Суровое испытание. Семилетняя война и судьба империи в Британской Северной Америке, 1754-1766 гг.
Шрифт:
Если бы это не было головной болью, возникли бы трудности с французами, уже проживавшими в Квебеке. Парижский договор гарантировал им безопасность их собственности и право беспрепятственно исповедовать свою католическую веру. Но в прокламации говорилось, что новые колонии должны быть организованы «в соответствии с законами Англии», а эти законы запрещали католикам голосовать и занимать гражданские должности. Галифакс и его коллеги хотели, чтобы новые колонии привлекали англоязычных колонистов-протестантов, которые предпочитали селиться там, где они пользовались защитой общего права и правом облагать себя налогами в соответствии с британскими традициями. Но в 1763 году в Квебеке было всего несколько англоязычных жителей. Неужели правительство Его Величества собиралось сделать несколько сотен англо-американцев политическим телом Квебека и навсегда лишить права голоса восемьдесят тысяч квебекцев? Эти квебекцы имели долгий опыт и негласную веру в правовую систему, основанную на традициях римского права; неужели министры Его Величества действительно намеревались заменить ею общее право, которое французы не понимали и которому не доверяли?
Прокламация 1763
Проблемы, связанные с англо-американскими колонистами за Аппалачами, было бы решить не легче, чем любые из тех, что касались французов. Граница, проведенная по гребню Аппалачей, никак не отделяла существующие анклавы белых поселений — некоторые из них были вполне законными — от охотничьих угодий индейцев. Как армия должна была поступить с поселенцами, которые отказывались уходить? Или с белыми охотниками, которые в поисках дичи пересекали горы, но не были заинтересованы в поселении? Если белые интерпостеры отказывались добровольно уходить, имели ли право индейцы поступать с ними в соответствии с индейскими представлениями о справедливости? В этом состоянии природы индейцы имели такие же теоретические права на юрисдикцию, как и все остальные, и больше реальных возможностей для ее осуществления. Но даже если предположить, что всех белых из Аппалачей можно каким-то образом мирно изгнать, никакие прокламации не могли противоречить социальным силам, которые изначально побудили их двигаться на запад. В связи с этим возникла проблема спекуляции землей. Прокламация запрещала колониальным правительствам выдавать земельные гранты за пределами Аппалачей, но она не могла погасить притязания таких колоний, как Виргиния и Коннектикут, чьи патенты простирались до Тихого океана. Более того, в типично противоречивой манере он открыл лазейку, которая позволила бы им подать заявку на освобождение от обязательств.

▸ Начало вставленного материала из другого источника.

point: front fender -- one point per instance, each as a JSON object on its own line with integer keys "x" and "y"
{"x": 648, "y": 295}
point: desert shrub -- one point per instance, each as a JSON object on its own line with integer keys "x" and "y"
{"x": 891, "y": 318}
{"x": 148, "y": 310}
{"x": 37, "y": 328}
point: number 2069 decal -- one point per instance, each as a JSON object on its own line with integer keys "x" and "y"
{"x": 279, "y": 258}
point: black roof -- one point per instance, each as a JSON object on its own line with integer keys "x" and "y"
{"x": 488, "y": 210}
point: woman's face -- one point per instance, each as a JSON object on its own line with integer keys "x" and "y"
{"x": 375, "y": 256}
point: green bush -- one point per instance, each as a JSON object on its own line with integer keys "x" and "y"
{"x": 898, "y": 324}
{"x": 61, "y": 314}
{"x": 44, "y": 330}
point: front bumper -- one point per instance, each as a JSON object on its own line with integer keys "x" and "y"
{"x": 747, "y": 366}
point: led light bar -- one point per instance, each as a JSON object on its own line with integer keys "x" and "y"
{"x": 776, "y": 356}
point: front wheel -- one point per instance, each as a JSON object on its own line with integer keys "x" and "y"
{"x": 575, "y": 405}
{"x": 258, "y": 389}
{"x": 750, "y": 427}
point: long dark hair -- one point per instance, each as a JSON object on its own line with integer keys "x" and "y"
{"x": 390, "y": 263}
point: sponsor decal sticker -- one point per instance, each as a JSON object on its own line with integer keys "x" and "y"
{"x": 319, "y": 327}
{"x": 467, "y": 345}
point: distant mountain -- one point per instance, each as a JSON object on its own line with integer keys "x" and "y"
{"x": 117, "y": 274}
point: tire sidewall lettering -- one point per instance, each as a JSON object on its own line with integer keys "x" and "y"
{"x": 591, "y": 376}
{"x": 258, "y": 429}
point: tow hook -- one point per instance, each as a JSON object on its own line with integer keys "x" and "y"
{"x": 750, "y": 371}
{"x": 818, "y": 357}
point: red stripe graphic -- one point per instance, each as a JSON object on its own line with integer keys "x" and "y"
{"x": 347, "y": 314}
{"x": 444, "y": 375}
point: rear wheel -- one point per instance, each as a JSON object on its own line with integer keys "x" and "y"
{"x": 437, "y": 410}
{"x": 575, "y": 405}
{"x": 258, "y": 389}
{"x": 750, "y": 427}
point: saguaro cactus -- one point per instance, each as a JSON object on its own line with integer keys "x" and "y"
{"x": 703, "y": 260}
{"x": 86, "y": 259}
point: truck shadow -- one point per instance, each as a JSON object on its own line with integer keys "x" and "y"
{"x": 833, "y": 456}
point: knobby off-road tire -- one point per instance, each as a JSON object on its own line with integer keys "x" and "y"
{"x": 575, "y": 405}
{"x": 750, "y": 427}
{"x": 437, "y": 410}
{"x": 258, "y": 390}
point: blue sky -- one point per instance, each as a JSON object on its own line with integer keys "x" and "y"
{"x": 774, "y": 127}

Среди нескольких положений прокламации было и щедрое намерение короля наделить землей «тех сокращенных офицеров, которые служили в Северной Америке во время последней войны, и тех рядовых, которые были или будут распущены в Америке, фактически проживают там и лично обратятся за этим» к любому колониальному губернатору. Размеры земельных наделов — пять тысяч акров для полевых офицеров, три тысячи для капитанов, две тысячи для субалтернов и штабных офицеров, двести для сержантов и капралов и пятьдесят для рядовых — составляли значительные суммы, более чем достаточные, чтобы возбудить аппетит спекулянтов, желающих скупить ордера людей, которые хотели получить награды за свою службу, но не собирались лично заселять землю в пустыне. Галифакс предполагал, что эти гранты будут выдаваться только в пределах трех новых провинций или, если речь идет о ранее существовавших провинциях, в пределах Линии прокламации; и что они должны доставаться ветеранам регулярной армии. Однако формулировка этого документа была достаточно расплывчатой, чтобы допустить возможность того, что гранты могут быть предоставлены в любом месте в пределах колоний и открыты как для провинциалов, так и для регулярных войск. Учитывая огромное количество людей, служивших в качестве провинциалов, и обширные патенты таких колоний, как Виргиния и Коннектикут, провинций, полных энтузиастов-спекулянтов, эти положения обещали создать огромные сложности для короля, чьим заявленным желанием было лишь «продемонстрировать наше королевское чувство и одобрение поведения и храбрости офицеров и солдат наших армий, а также наградить их»[737].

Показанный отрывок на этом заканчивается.